Fauna adds observability features to its serverless cloud database
Fauna Inc., the developer of a distributed document-relational database that it delivers via a cloud application program interface, today announced the general availability of a logging capability with an initial focus on query performance and insights.
The feature is intended to provide customers with increased visibility into the factors that influence the performance and cost of applications running on Fauna. Customers can now access such data as read/write operations, compute and storage status, query runtimes and the total cost per query.
That permits developers to continuously verify performance against requirements and find ways to optimize cost and performance. Log files can be requested in near-real-time and downloaded for a single database or region group within a defined time range. They can also be integrated with major infrastructure observability platforms.
“We give them all the underlying units and then based on which plan they’re a part of and which region they’re in, they can calculate what the cost is for each one of those queries,” said Chief Executive Eric Berg. The move is part of a “commitment to a more broad-based logging structure” that will see the company launch more tools under the Fauna Log umbrella, including security, audits and backups, Berg said.
Fauna, which was incubated at Twitter Inc. and has raised more than $84 million in funding, is described as a cloud-native serverless database with an underlying distributed storage and compute structure that provides both high levels of performance and security.
Opening the black box
Exposing the service through an API, the company saves customers the headaches of managing the database. One of the downsides of the serverless architecture, however, has been visibility. “Traditionally, serverless has been a bit of a black box,” said Berg, who was previously chief product officer at Okta Inc. “There’s something going on there but all I can see is the API.”
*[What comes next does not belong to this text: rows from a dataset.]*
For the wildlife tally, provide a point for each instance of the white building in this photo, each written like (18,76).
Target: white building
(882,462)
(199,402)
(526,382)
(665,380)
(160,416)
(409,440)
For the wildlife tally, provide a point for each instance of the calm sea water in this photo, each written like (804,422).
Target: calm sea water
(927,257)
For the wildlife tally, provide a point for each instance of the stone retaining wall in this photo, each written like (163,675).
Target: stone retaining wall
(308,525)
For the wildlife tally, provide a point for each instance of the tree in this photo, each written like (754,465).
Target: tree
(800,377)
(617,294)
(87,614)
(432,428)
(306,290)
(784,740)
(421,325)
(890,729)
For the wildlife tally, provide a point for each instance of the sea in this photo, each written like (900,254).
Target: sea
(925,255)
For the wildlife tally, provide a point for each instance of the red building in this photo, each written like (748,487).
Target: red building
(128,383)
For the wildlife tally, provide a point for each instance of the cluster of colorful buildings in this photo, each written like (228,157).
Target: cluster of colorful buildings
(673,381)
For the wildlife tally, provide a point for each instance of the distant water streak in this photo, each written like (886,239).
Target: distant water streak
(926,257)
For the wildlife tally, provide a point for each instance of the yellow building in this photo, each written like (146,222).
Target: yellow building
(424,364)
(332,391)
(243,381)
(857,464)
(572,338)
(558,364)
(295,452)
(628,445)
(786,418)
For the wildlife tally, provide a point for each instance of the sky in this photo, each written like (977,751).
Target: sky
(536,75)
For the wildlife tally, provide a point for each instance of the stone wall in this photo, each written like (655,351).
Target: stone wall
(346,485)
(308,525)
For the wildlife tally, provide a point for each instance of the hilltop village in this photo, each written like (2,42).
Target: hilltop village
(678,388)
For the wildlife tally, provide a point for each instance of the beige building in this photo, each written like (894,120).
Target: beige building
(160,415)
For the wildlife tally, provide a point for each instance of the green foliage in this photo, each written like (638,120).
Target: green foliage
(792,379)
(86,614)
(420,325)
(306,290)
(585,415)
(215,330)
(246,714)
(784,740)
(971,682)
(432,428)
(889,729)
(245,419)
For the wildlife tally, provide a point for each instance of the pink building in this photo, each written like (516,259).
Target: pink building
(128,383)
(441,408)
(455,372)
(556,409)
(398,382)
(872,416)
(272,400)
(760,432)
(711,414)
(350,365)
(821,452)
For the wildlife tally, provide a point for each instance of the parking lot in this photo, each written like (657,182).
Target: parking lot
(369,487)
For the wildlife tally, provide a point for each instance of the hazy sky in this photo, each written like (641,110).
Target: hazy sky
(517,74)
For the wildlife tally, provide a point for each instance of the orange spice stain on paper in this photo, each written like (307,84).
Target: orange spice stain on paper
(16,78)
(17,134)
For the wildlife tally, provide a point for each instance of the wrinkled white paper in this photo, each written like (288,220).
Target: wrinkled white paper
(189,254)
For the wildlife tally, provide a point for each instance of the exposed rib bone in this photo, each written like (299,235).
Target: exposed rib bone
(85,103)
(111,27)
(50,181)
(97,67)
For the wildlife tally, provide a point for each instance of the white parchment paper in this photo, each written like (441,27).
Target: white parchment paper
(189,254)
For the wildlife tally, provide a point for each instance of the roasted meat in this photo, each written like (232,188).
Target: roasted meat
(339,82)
Observability is made somewhat more complex by the fact that the serverless architecture doesn’t have dedicated instances. Making the logs available is just a first step Berg said. “Over time we’ll introduce more native functionality based on what users want to see,” he said.
Fauna combines elements of a document store, graph database, relational database and time-series database with strong consistency guarantees, rigorous security and authentication controls, backup and restore capability and event streaming.
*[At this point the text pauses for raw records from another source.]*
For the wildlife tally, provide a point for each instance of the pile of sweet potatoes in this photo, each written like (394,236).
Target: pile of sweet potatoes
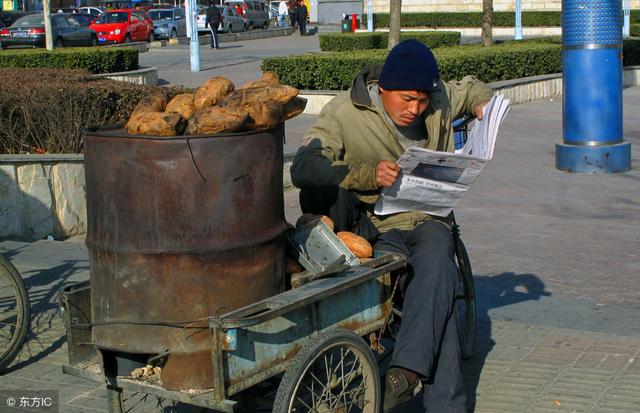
(217,107)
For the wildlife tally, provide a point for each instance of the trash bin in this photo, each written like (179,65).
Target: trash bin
(355,23)
(346,25)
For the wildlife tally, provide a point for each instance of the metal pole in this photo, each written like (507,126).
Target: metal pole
(518,20)
(195,45)
(592,83)
(48,34)
(186,13)
(627,12)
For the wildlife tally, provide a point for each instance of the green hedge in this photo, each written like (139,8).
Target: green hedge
(92,59)
(342,42)
(46,109)
(509,60)
(474,19)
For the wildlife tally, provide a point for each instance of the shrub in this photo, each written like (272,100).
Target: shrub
(474,19)
(340,42)
(92,59)
(508,60)
(46,109)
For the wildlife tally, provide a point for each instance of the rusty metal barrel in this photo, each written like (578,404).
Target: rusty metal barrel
(180,229)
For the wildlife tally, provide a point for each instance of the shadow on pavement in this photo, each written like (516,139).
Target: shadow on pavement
(494,292)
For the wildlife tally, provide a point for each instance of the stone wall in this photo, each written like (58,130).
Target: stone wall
(415,6)
(42,195)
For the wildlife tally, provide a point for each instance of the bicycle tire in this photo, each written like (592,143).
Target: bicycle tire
(467,301)
(13,297)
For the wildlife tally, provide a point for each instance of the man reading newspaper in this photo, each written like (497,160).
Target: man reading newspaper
(345,161)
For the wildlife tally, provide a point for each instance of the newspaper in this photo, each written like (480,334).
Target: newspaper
(433,182)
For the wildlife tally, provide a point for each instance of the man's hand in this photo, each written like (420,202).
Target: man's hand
(386,173)
(478,110)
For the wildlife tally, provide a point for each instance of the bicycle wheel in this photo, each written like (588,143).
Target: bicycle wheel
(15,313)
(334,372)
(466,301)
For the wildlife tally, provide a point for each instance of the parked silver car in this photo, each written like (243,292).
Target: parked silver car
(254,12)
(168,23)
“We’re unique in combining the flexibility of a document store with that query power that someone associates with a SQL database,” Berg said. “We then deliver strong consistency like the highest level of ACID [atomicity, consistency, isolation and durability] guarantees. Our service is also distributed by default across multiple geographic regions which means lower latency, additional reliability and availability.”
Last fall the company bolstered its enterprise appeal by giving customers the ability to select both their preferred geography and cloud provider as well as to access any database across Fauna’s global footprint.